Und auch für Frauen waren die Ergebnisse lange unklar. Da das Gen auf dem X-Chromosom liegt, tragen Männer nur eine, Frauen aber zwei Kopien des Gens. Veränderungen am MAOA-Gen wirken sich so vermutlich bei Männern und Frauen unterschiedlich aus.

Viele Studien fanden bei Frauen gar keinen Effekt der Genvariante. Doch eine gemeinsame Studie des National Institute on Alcohol Abuse and Alcoholism und dem National Institutes of Health in den USA konnte zeigen, dass die Genvariante MAOA-L das Risiko für Alkoholismus erhöht, aber nur bei Frauen, die in der Kindheit sexuell missbraucht worden waren.

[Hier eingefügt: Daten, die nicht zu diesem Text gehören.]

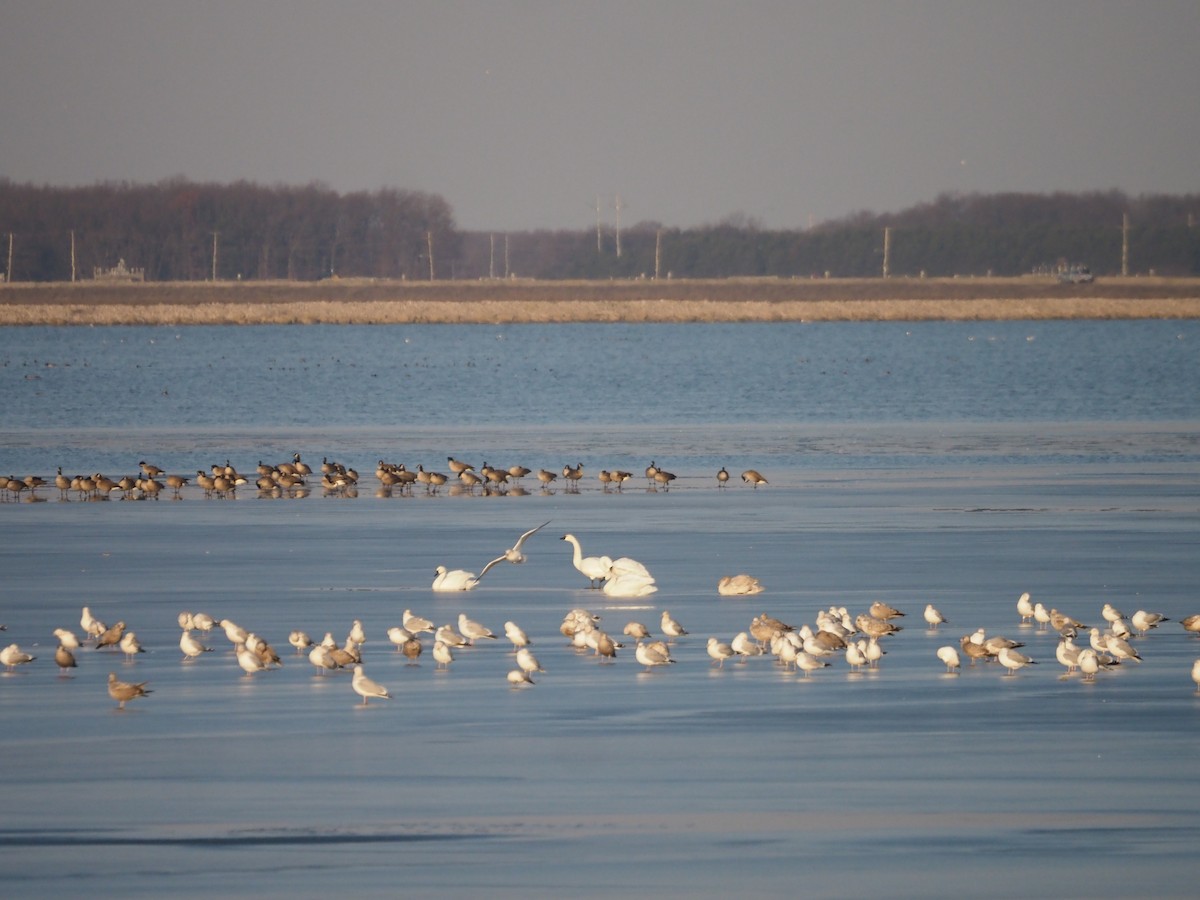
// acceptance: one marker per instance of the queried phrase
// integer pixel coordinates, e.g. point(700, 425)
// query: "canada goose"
point(125, 691)
point(457, 467)
point(63, 483)
point(575, 474)
point(753, 478)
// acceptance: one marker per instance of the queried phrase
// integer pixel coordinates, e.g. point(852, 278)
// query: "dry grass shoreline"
point(370, 301)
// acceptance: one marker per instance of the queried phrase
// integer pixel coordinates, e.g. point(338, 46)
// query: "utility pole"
point(1125, 245)
point(599, 241)
point(618, 208)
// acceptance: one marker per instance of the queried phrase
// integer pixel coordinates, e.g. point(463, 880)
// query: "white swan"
point(454, 580)
point(594, 569)
point(629, 585)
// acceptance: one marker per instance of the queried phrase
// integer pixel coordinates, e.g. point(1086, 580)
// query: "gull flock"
point(837, 637)
point(297, 479)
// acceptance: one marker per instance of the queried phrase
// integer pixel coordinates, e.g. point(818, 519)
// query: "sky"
point(527, 115)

Die Ergebnisse all dieser Studien verdeutlichen, wie schwierig es ist, mit dem Erbgut ein bestimmtes Verhalten zu erklären. Tatsächlich ist das Zusammenspiel von Genen und Umwelt dafür verantwortlich, ob eine genetische Veranlagung sich im Verhalten niederschlägt oder nicht. Deshalb sprechen Forscher auch von erhöhten oder niedrigeren Risiken. Mit einfachen Gentests Gewaltbereitschaft oder Kampfgeist voraussagen zu wollen, ist etwas zu kurz gegriffen.